The orchestration server is backed by a Redis database -- this was chosen to ensure the queue was stored in memory.
The orchestration server also handles inserting found links into the queue, and correcting records after a redirect is found -- both complex processes to handle edge cases that arise when webmasters change things about their site.
The frontend is used to display the graph to the user and allow them to navigate it efficiently. It has some functionality for zooming to a particular node and highlighting its links, and it can show the badge images used to link from one site to another.
We struggled to choose an effective graph library implementation which could render this many nodes on the screen, but eventually settled on Cosmograph as it blew everything else out of the water in terms of performance. The end result still takes time to load the initial graph but feels relatively snappy to navigate even on mobile devices.
The result is a map of over 16,000 pages, either linking to or linked from another using 88x31s.
One thing that we didn't expect to happen was webmasters noticing our user-agent in their access logs and inquiring about our work. Apparently folks aren't used to scrapers which specifically target 88x31 images!
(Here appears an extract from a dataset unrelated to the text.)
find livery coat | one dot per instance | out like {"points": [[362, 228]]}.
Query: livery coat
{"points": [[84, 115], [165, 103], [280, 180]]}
It was very cool to get to explain this project to those who asked about it, and we made sure to clearly identify ourselves and provide opt-out instructions in case any operators disagreed with our mission.
I also got to finally use everything I learned in a network science course last year to analyze our resulting data, which was quite fun. TL;DR: our dataset of 88x31 links is similar to other social networks which have been studied in the field!